Nathan POV

Levantei da terra fofa e molhada pela chuva da noite anterior e olhei para as flores que estavam em frente à lápide. Já fazia dez anos desde que ela se foi. E, embora minhas lembranças mais nítidas eram as da época da doença, ainda sim sentia a sua falta. Afinal, quem não sente falta da própria mãe? Sei que o meu pai também sente falta dela, mas ele prefere vir fazer as suas homenagens sozinho. Acho que é porque ele sempre gosta de conversar com ela e prefere fazer isso a sós. E eu não sei o que eles "conversam" tanto, mas seja o que for sempre o faz voltar mais animado para casa, mesmo que esse dia devesse ser um dia triste, por ser um aniversário de morte.
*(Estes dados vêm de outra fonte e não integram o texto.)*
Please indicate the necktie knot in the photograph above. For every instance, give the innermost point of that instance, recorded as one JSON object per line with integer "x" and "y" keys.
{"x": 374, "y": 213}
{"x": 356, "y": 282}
Bati os resquícios de terra das minhas calças jeans e olhei para o cemitério a minha volta, onde algumas pessoas passavam por entre as lápides, iluminadas pelo sol artificial da Colônia. Olhei para o teto da Colônia e soltei um longo suspiro, pensando em como seria o céu da Terra.

Eu nunca estive na Terra. Meu pai não gosta de ir para a Terra. Por um tempo pensei que era porque ele não gostava de viajar em ônibus espaciais, mas descartei essa possibilidade depois que descobri que o meu tão centrado, controlado, e carinhoso pai foi um dia um dos mais temidos, habilidosos e famosos pilotos Gundam. É, meu pai é um personagem da história terrestre e das colônias. Mas parece que ele não se importa muito com isso, porque ele não gosta de falar muito sobre a guerra, ou sobre os outros pilotos. Nunca entendi o porquê, mas parei de perguntar quando notei que o assunto o deixava chateado.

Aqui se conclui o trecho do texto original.